Temporary anxiety is a part of life. You might experience anxiety when you are approaching a deadline or about to have a difficult conversation. Often, our anxious response is used as an informant for our feelings about something that is about to happen that goes away after a little while. For some, however, anxiety or worry does not dissipate; in fact, it sticks around and worsens with time. [1]


Generalized anxiety disorder (GAD) is characterized by persistent and excessive worry about a variety of things. It is diagnosed when a person finds it difficult to control these worries on more days than not for at least 6 months and has three or more symptoms (see below). These worries interfere with daily life, relationships, school, work or social interactions.


Individuals with GAD often realize that the anxiety they are experiencing is more extreme than whatever the situation or event requires, but struggle to stop the worry and feel that it is beyond their control to do so.

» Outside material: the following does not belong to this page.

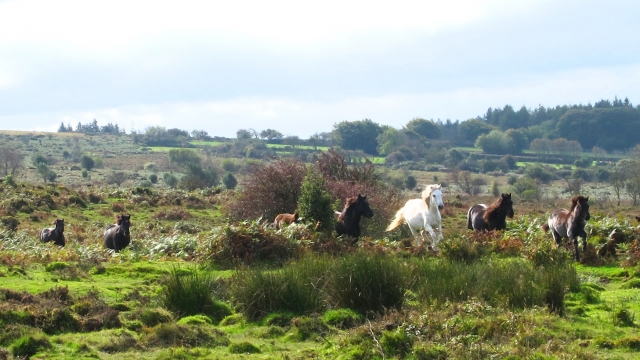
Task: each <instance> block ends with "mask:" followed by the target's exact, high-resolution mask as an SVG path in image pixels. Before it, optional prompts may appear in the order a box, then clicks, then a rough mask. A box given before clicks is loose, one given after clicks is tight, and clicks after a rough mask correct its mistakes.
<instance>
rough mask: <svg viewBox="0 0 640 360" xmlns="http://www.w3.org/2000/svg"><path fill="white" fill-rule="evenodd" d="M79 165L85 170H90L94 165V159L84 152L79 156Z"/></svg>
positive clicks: (90, 170)
mask: <svg viewBox="0 0 640 360" xmlns="http://www.w3.org/2000/svg"><path fill="white" fill-rule="evenodd" d="M80 165H82V167H83V168H85V169H86V170H87V171H91V169H93V168H94V166H95V161H94V160H93V158H92V157H91V156H89V155H87V154H85V155H82V157H80Z"/></svg>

The signs and symptoms vary and may also fluctuate over time based on internal or external stressors, such as illness, family/relationship conflict and work or school pressure.


Some of the symptoms include: [1][2]

  • Feeling restless and/or wired

  • Easily fatigued

  • Irritability

  • Muscle tension (including headaches, body aches, unexplained pain)

  • Difficulty controlling worrying thoughts

  • Difficulty concentrating

  • Sleep troubles (falling asleep, restlessness, unsatisfying sleep)

  • Stomach aches and trouble

  • Startle easily

  • Are aware that they worry “too much”

  • Frequent trips to the bathroom

  • Tremble or twitch

  • Increased heart rate

  • Sense of impending doom/danger

  • Difficulty swallowing


There are a number of risk factors for developing GAD, including both genetic and environmental factors. The disorder can develop gradually and show up at any point throughout life. Family background and exposure to stressful events early in childhood, a history of anxiety or other mental illnesses in relatives or even physical health conditions can all play a role in the development of GAD. [1]


There are a variety of treatments that can help with GAD. Therapy that uses a cognitive behavioural approach, mindfulness based approaches and Acceptance Commitment Therapy may help individuals to address their symptoms in a more positive way.



Physical exercise is also a powerful tool in reducing symptoms of GAD as it decreases muscle tension, boosts anti-anxiety neurochemicals (serotonin, GABA, endocannabinoids) and so much more. [3] Other forms of mindful-based movement like yoga, meditation or breathing exercises can also be useful at down-regulating the nervous system, improving sleep, decreasing stress reactivity, and increasing resilience; thereby reducing and improving anxiety symptoms in those with GAD [4].


In addition, it could be helpful to remove or reduce certain foods or beverages, such as coffee, alcohol, soda, and/or caffeinated tea which can trigger anxiety.


Products such as supplements and aromatherapy have their place too. They can help get you through difficult times while you take care of these important lifestyle factors.